HDFormer: High-order Directed Transformer for 3D Human Pose Estimation

Human pose estimation is a complicated structured data sequence modeling task. Most existing methods only consider the pair-wise interaction of human body joints in model learning. Unfortunately, this causes 3D pose estimation to fail in difficult cases such as $\textit{joints overlapping}$, and pose $\textit{fast-changing}$, as pair-wise relations cannot exploit fine-grained human body priors in pose estimation. To this end, we revamped the 3D pose estimation framework with a $\textit{High-order}$ $\textit{Directed}$ $\textit{Transformer}$ (HDFormer), which coherently exploits the high-order bones and joints relevances to boost the performance of pose estimation. Specifically, HDFormer adopts both self-attention and high-order attention schemes to build up a multi-order attention module to perform the information flow interaction including the first-order $"\textit{joint$\leftrightarrow$joint}"$, second-order $"\textit{bone$\leftrightarrow$joint}"$ as well as high-order $"\textit{hyperbone$\leftrightarrow$joint}"$ relationships (hyperbone is defined as a joint set), compensating the hard cases prediction in fast-changing and heavy occlusion scenarios. Moreover, modernized CNN techniques are applied to upgrade the transformer-based architecture to speed up the HDFormer, achieving a favorable trade-off between effectiveness and efficiency.

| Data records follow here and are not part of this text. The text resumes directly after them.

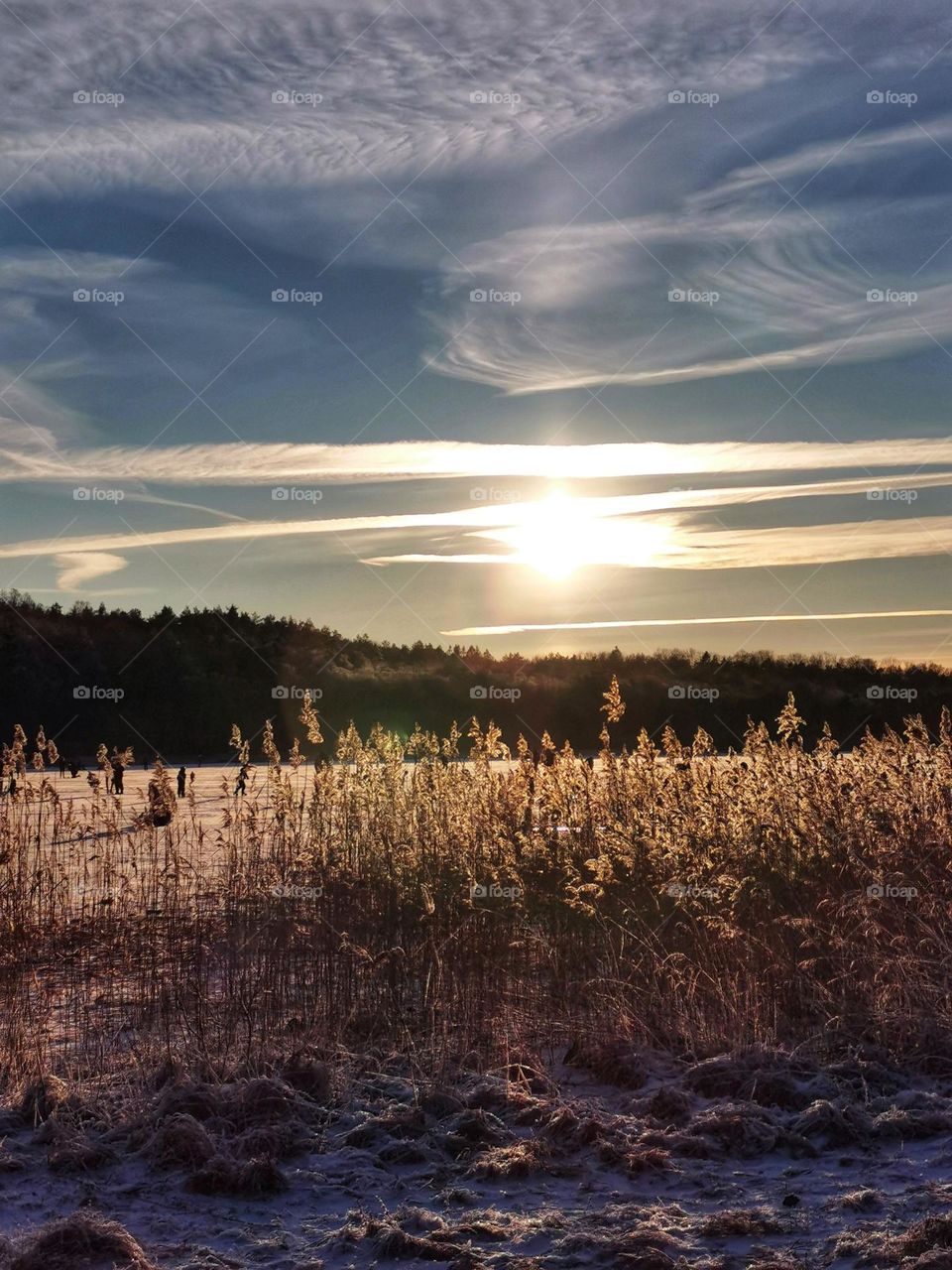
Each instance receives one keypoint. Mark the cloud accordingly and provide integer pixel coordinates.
(28, 458)
(742, 620)
(662, 300)
(395, 81)
(77, 568)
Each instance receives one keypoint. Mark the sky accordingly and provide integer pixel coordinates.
(538, 324)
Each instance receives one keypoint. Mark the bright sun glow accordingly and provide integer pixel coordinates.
(561, 534)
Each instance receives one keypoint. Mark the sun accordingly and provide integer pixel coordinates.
(560, 534)
(553, 539)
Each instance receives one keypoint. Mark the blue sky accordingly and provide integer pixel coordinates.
(517, 320)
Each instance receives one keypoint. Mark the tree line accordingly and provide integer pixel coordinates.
(175, 684)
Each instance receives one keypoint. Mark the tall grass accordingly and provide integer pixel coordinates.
(667, 894)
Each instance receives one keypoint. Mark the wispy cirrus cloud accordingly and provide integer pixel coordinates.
(36, 460)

We compare our model with other SOTA models on the datasets Human3.6M and MPI-INF-3DHP. The results demonstrate that the proposed HDFormer achieves superior performance with only $\textbf{1/10}$ parameters and much lower computational cost compared to the current SOTAs. Moreover, HDFormer can be applied to various types of real-world applications, enabling real-time and accurate 3D pose estimation. The source code is in https://github.com/hyer/HDFormer.

翻译：人体姿态估计是一项复杂的结构化数据序列建模任务。现有方法大多仅考虑模型学习中人体关节的两两交互。然而，由于两两关系无法利用姿态估计中人体的细粒度先验信息，这导致在诸如$\textit{关节重叠}$和姿态$\textit{快速变化}$的困难情况下，三维姿态估计难以有效进行。为此，我们提出一种$\textit{高阶有向Transformer}$（HDFormer）来重塑三维姿态估计框架，该框架能够连贯地利用高阶骨骼与关节的相关性，从而提升姿态估计性能。具体而言，HDFormer采用自注意力与高阶注意力机制，构建一个多阶注意力模块，实现信息流交互，包括一阶的“$\textit{关节$\leftrightarrow$关节}$”、二阶的“$\textit{骨骼$\leftrightarrow$关节}$”以及高阶的“$\textit{超骨骼$\leftrightarrow$关节}$”关系（超骨骼定义为关节集合），从而在快速变化和严重遮挡场景中补偿困难样本的预测。此外，我们采用现代化的CNN技术升级基于Transformer的架构以加速HDFormer，实现了效果与效率之间的有利平衡。我们将模型与其他SOTA模型在Human3.6M和MPI-INF-3DHP数据集上进行比较。结果表明，所提出的HDFormer仅用当前SOTA模型$\textbf{1/10}$的参数和极低计算成本即实现了卓越性能。此外，HDFormer可应用于各类实际场景，实现实时且准确的三维人体姿态估计。源代码请见https://github.com/hyer/HDFormer。